The Intel’s Parallel STL is a fairly complete implementation of the C++ standard library algorithms with support for execution policies, as specified in ISO/IEC 14882:2017 standard, AKA C++17. It is a standalone header-only library available for free on GitHub. It can work with any C++11 compiler that works with Intel’s Threading Building Blocks (TBB), which is also available for free. In addition, if you want to use non-standard vectorization (unsequenced policies), your compiler should support OpenMP 4.0 SIMD constructs. Intel have offered to donate their implementation to both GCC and Clang.

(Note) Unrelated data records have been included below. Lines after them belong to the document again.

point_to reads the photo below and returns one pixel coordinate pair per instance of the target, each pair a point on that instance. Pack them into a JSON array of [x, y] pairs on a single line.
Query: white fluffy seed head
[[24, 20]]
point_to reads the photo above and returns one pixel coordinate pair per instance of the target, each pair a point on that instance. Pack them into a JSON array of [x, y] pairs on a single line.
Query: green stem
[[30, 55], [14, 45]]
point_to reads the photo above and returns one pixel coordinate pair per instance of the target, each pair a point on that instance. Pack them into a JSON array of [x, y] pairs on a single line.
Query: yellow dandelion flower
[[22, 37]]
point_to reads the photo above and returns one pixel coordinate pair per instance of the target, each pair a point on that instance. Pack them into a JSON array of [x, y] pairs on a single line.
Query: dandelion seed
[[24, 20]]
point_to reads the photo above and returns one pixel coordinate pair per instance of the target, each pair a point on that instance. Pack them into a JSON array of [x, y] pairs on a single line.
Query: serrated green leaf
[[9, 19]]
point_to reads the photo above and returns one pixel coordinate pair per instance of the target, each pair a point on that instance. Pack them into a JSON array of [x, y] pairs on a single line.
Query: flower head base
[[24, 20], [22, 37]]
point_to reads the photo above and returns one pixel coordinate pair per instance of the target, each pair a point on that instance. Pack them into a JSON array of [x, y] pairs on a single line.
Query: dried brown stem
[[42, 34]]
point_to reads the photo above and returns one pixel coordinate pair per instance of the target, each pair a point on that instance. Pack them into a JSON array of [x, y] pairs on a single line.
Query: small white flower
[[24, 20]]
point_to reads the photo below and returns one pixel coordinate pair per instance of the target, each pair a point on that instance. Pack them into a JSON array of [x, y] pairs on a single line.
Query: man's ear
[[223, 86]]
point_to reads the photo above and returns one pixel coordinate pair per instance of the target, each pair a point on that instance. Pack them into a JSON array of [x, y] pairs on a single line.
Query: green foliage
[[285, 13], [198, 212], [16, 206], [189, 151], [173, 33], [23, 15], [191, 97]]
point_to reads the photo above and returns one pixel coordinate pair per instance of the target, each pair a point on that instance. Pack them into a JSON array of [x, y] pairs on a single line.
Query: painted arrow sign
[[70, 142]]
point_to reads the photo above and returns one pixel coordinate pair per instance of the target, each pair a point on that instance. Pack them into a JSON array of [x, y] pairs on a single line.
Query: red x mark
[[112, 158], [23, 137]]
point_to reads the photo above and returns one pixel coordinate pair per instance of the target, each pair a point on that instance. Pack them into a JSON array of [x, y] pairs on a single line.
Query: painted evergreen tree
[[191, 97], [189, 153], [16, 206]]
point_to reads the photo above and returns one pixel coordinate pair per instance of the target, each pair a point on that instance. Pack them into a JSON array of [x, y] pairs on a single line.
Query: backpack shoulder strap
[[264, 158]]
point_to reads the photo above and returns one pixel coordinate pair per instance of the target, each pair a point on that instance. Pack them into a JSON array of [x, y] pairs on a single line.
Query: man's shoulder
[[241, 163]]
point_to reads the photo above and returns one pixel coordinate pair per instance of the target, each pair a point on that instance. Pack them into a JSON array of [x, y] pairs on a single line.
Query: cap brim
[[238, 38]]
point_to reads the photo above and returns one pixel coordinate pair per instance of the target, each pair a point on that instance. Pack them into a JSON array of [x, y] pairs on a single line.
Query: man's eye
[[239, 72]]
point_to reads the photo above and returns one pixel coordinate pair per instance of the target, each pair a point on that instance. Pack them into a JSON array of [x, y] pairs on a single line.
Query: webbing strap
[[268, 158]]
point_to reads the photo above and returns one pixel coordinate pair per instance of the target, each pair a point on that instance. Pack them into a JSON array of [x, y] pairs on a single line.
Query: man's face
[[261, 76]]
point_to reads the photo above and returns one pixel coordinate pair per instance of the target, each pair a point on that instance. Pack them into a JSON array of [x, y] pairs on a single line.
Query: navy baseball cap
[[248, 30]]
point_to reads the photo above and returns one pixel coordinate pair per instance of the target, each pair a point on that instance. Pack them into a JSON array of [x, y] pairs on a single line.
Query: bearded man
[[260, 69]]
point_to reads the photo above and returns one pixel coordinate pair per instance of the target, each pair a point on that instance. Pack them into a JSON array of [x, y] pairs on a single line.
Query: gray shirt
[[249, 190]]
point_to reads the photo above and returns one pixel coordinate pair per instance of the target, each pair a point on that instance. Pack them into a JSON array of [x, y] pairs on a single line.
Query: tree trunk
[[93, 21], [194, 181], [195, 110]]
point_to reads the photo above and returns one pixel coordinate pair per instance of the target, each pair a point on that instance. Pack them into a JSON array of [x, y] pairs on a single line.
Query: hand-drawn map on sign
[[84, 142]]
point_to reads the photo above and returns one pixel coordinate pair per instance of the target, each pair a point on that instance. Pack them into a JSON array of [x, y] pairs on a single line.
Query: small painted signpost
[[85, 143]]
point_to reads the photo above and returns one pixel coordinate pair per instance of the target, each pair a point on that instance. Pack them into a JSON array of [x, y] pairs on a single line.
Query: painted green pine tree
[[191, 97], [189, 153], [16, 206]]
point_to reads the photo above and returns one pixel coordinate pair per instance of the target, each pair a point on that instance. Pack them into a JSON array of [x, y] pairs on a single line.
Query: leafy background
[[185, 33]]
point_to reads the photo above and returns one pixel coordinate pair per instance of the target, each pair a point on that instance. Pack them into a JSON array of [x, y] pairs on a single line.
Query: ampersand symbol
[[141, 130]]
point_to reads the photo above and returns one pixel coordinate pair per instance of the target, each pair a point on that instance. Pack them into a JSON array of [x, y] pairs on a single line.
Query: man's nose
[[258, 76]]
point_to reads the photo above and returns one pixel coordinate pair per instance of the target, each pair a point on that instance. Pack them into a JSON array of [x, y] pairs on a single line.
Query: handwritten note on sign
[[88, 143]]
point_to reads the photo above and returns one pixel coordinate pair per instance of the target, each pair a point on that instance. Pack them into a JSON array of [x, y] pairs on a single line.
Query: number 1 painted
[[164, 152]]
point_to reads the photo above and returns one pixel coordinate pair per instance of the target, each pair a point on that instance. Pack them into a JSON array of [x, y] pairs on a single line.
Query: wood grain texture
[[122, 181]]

This is a tutorial/benchmark for exploring Parallel STL library on SHARCNet clusters.

List of Benchmarks

Building and Installation

Insatlling Dependencies

This tutorial depends on the following software:

The CMake scripts configured in way that if it cannot find the above dependencies it tries to download and build them automatically. So, there is no need to do anything if they are missing.

Building using CMake

On Compute Canada national plateforms (e.g. graham, cedar, etc.), you can download and install the tutorial in your home directory using the following commands:

$ cd ~/scratch
$ git clone https://git.sharcnet.ca/asobhani/parallelstl_tutorial.git
$ cd parallelstl_tutorial
$ mkdir build && cd build
$ make

If you like to install all the benchmarks into ~/bin so they can be run from anywhere, you can run the following command at the end:

$ make install


After buliding, you will find all the benchmarks in build/src dirctory and you can use their names to run them. To have a reliable benchmark result on clusters you need to submit a job or using an interactive session:

$ salloc --time=0:5:0 --mem=5G --ntasks=1 --cpus-per-task=32 --account==def-someuser
salloc: Pending job allocation 12025281
salloc: job 12025281 queued and waiting for resources
salloc: job 12025281 has been allocated resources
salloc: Granted job allocation 12025281
salloc: Waiting for resource configuration
salloc: Nodes gra415 are ready for job
[asobhani@gra415 build2]$ src/perf_sort
2019-02-25 11:18:31
Running src/perf_sort
Run on (32 X 3000 MHz CPU s)
CPU Caches:
  L1 Data 32K (x32)
  L1 Instruction 32K (x32)
  L2 Unified 256K (x32)
  L3 Unified 40960K (x2)
Benchmark                                      Time           CPU Iterations
STL_Sort/10000000                        1161081 us    1161074 us          1
PSTL_Sort/pstl_seq/10000000/real_time    1036589 us    1036567 us          1
PSTL_Sort/pstl_par/10000000/real_time      15631 us      15621 us         36
$ _

Using --help shows all the available options for running the benchmark:

$ src/perf_sort --help
benchmark [--benchmark_list_tests={true|false}]

Interpreting the Results

The benchmark is tested a couple of times with different iteration counts to determine the correct count to use. After it finds an iteration count that causes the benchmark to run for a significant enough period of time it reports only that run in the last column (Iterations), and not the test runs before it. The Time is the average wall time per iteration. The CPU is the average CPU time per iteration. By default the CPU time is used when determining the amount of iterations to run.